Grace gave a quizzical expression. She nodded toward the kitchen. “We’ll talk when you’re done.” She squeezed Sidney’s wrist. “Thank you for playing with him, and for treating him like . . . an equal.”
Grace headed to the kitchen, and Sidney turned to the den, where Marshall was organizing the pieces on his new chessboard, the one his sister had purchased for him on her return home after ten years in jail. She walked into the den and sat down across from him.
“I like the new chess set,” Sidney said.
Marshall offered an indifferent look. “It’s not as nice as my old one.”
Sidney remembered the Lladró porcelain set from weeks before when she played chess in Marshall’s bedroom.
The intricate medieval pieces replaced now with traditional wooden figures.
The cheap, composite plastic chess case she looked at today seemed quite a leap from the elaborate, pinewood cases that held the competing black and white Lladró pieces.

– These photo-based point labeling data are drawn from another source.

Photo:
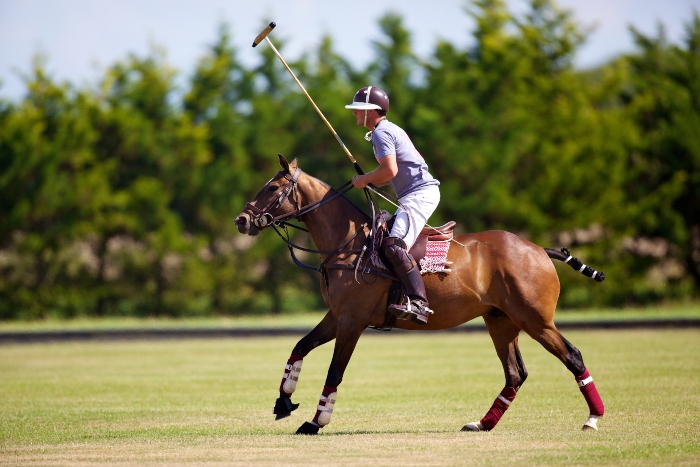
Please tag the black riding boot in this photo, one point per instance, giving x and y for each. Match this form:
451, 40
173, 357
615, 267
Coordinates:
407, 270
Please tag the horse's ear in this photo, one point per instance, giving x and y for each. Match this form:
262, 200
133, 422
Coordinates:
289, 167
283, 162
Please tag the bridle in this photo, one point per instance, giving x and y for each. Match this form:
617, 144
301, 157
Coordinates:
262, 218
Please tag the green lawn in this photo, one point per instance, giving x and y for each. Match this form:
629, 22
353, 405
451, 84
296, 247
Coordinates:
309, 319
403, 401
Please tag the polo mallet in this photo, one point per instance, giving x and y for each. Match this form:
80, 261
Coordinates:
263, 35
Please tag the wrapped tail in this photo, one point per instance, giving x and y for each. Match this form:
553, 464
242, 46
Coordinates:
565, 256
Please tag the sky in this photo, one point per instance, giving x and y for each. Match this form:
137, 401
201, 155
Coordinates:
81, 38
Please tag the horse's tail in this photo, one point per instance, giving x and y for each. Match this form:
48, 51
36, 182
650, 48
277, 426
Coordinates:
575, 263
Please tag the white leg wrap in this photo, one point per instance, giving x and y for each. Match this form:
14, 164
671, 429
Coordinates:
291, 376
591, 423
326, 408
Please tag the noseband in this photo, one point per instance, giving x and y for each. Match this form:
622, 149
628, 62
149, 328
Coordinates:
262, 218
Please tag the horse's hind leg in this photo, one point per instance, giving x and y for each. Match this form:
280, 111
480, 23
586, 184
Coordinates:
322, 333
552, 340
504, 334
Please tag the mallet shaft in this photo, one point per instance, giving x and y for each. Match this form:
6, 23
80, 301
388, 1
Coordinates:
263, 35
330, 127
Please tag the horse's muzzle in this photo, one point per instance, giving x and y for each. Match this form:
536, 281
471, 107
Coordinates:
245, 225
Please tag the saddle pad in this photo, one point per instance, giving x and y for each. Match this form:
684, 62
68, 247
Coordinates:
435, 259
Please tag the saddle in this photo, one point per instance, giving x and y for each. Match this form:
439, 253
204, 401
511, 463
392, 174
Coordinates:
442, 234
429, 250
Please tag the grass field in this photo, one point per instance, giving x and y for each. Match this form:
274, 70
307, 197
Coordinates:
404, 399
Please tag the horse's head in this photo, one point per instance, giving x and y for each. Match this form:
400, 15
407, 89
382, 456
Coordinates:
275, 199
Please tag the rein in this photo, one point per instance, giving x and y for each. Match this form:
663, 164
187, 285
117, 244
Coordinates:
262, 218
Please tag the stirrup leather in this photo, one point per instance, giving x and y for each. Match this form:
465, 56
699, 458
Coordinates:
410, 308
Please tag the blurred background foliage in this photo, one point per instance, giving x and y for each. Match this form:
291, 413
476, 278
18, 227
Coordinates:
120, 200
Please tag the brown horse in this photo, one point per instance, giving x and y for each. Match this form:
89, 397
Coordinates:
508, 281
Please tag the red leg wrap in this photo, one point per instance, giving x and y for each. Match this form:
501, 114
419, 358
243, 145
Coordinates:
325, 406
288, 374
590, 393
498, 408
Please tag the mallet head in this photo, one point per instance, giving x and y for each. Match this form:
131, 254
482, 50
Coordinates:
264, 33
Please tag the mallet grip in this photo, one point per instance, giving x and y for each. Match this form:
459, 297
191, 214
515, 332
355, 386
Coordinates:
264, 33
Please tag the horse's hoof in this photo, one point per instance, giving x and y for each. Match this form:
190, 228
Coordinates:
591, 424
284, 407
473, 426
308, 429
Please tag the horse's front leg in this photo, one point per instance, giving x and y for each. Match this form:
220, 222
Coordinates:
322, 333
350, 329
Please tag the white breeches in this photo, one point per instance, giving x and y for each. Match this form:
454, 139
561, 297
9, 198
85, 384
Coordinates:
414, 211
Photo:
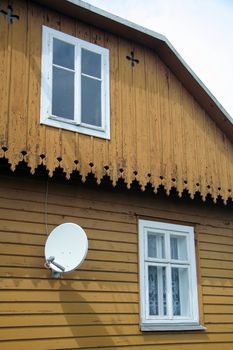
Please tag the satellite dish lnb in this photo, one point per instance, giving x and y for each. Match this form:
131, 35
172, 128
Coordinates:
65, 249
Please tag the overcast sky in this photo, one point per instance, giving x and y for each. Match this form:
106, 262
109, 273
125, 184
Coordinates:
200, 30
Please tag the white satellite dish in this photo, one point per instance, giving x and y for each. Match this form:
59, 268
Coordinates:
65, 248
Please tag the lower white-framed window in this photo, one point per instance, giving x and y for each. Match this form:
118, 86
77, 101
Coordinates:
74, 84
168, 281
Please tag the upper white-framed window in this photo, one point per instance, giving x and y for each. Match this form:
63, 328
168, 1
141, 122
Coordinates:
168, 281
74, 84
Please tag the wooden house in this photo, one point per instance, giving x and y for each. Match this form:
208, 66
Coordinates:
104, 125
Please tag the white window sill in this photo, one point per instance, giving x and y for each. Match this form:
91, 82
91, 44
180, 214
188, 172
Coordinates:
171, 327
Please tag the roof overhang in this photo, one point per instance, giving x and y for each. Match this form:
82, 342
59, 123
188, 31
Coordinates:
116, 25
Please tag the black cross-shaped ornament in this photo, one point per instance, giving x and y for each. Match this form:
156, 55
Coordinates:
9, 14
132, 59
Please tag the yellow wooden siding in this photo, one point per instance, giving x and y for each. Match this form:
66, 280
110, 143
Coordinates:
97, 306
159, 133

“Why did Grace buy you a new one? Your old chess set was beautiful.”
“She doesn’t like to play on the old one. It brings back bad memories for her, so she asked me to put it away. For as long as she was gone, I did. I only took it down once, when you and I played.”
“Why does it bring back bad memories for her?”
Marshall shrugged. “Just reminds her of her old life. She wants a new life now. I don’t blame her. Like this chess set, I think she’s hoping her new life will be simpler than her old one. Black or white?” Marshall asked.
Sidney looked down at the pieces. “White.”
He pushed the stray pieces from his previous game with Grace over to Sidney. She arranged them in order.
“You open,” Marshall said.
Sidney moved her pawn forward.
Marshall quickly advanced his own pawn, immediately opposite.
“Why do you like chess so much?” Sidney asked.
Marshall shrugged. “I don’t know.”
“No idea?”
“I guess it’s because I used to play football, and chess is a way to compete.”
“Your mom tells me that you were quite a star in high school.”
Marshall stayed quiet.
“You still miss it? Football?”
He shrugged again. “I don’t watch it. I’ve never been able to watch an NFL or college game. It just makes me think of . . . what might have been.”
“Chess brings out that competitive edge. Is that why you never lose?”
“I lose,” Marshall said. “I just don’t like it when I do.”
Sidney looked toward the kitchen. Grace was out of sight. Sidney heard the faucet running as Grace filled the coffee pot. She looked back to Marshall.